As I’ve previously highlighted, nothing in here is backwards compatible – not even the Legends deck – so nothing in the expansion will affect the way you race on the four original tracks if you don’t use the advanced rules. Well, there is a seventh car, and you can always draw those chevrons on your Great Britain track. But it’s not much.

Overall quantity of content

This is debatable, and I won’t get into the whole pricing knife fight. (But yes, I was taken aback at the box’s contents after paying for it.) Even if you consider every item in the expansion, it’s not very much. But beyond that, my main gripe here is that it’s a feeble expansion that probably won’t really change the way you play Heat. My consumer perception
and I don’t seem to be alone in thisis that you’re getting two new tracks and one new car, plus some other bits, most of which are weirdly integrated and not backwards compatible.

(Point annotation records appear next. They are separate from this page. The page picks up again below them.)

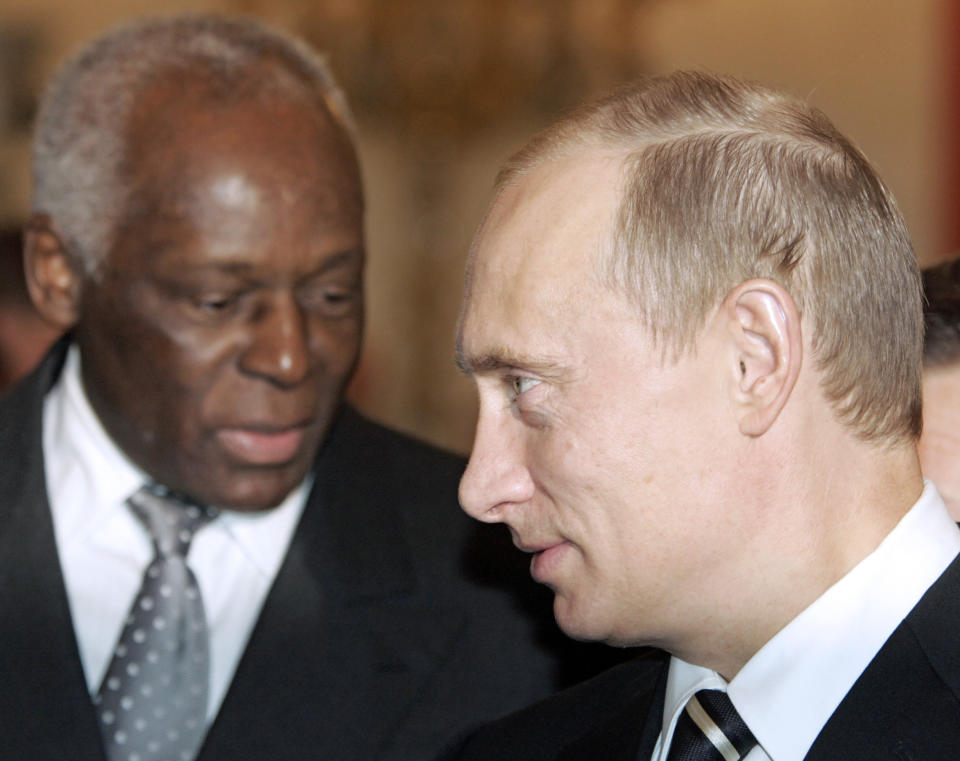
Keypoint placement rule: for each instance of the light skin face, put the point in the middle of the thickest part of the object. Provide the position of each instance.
(226, 320)
(939, 446)
(589, 448)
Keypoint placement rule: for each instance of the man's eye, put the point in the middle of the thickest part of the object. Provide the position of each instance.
(520, 385)
(216, 304)
(330, 300)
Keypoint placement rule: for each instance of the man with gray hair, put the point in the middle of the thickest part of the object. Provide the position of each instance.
(205, 553)
(693, 317)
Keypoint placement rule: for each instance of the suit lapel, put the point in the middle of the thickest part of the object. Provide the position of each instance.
(343, 640)
(44, 704)
(630, 734)
(904, 707)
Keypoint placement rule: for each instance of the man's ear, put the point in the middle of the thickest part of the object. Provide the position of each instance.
(767, 350)
(52, 279)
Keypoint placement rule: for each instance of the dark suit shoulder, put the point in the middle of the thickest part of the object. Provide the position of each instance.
(620, 697)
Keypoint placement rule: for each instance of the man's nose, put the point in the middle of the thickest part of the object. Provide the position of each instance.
(279, 345)
(496, 475)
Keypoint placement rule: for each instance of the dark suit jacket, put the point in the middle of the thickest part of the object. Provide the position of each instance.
(904, 707)
(377, 641)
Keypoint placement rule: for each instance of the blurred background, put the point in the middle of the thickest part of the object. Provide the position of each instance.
(444, 90)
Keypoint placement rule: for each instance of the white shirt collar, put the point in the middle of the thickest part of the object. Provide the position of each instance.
(789, 689)
(85, 460)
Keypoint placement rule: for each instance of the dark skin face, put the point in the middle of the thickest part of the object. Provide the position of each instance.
(225, 323)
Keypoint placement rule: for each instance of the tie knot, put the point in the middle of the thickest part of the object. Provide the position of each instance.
(710, 729)
(171, 520)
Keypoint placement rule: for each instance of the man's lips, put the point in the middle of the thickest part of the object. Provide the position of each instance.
(546, 558)
(257, 446)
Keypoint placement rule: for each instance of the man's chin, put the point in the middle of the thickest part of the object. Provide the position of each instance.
(249, 492)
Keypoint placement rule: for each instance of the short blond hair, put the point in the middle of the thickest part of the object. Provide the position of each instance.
(727, 180)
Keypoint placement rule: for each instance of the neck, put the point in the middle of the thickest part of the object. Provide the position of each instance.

For a system where we’re told everything was thought of long in advance, Heavy Rain sure doesn’t feel like it. There are too many instances that make you go, “Well, if they knew they were going in this direction, why did they print it like that?” and furrow your brow about the future (“So I guess all future tracks will either be permanently flooded, or never?”) I mean, what about strong winds or night conditions
are things like that also going to appear on selected tracks only?

As such, I cannot recommend Heavy Rain to my boardgaming friends. It just doesn’t feel like an expansion worthy of that name. Even at half the price, I would still say that Heavy Rain doesn’t feel like an expansion for our beloved Heat.

It just feels like a couple of new tracks.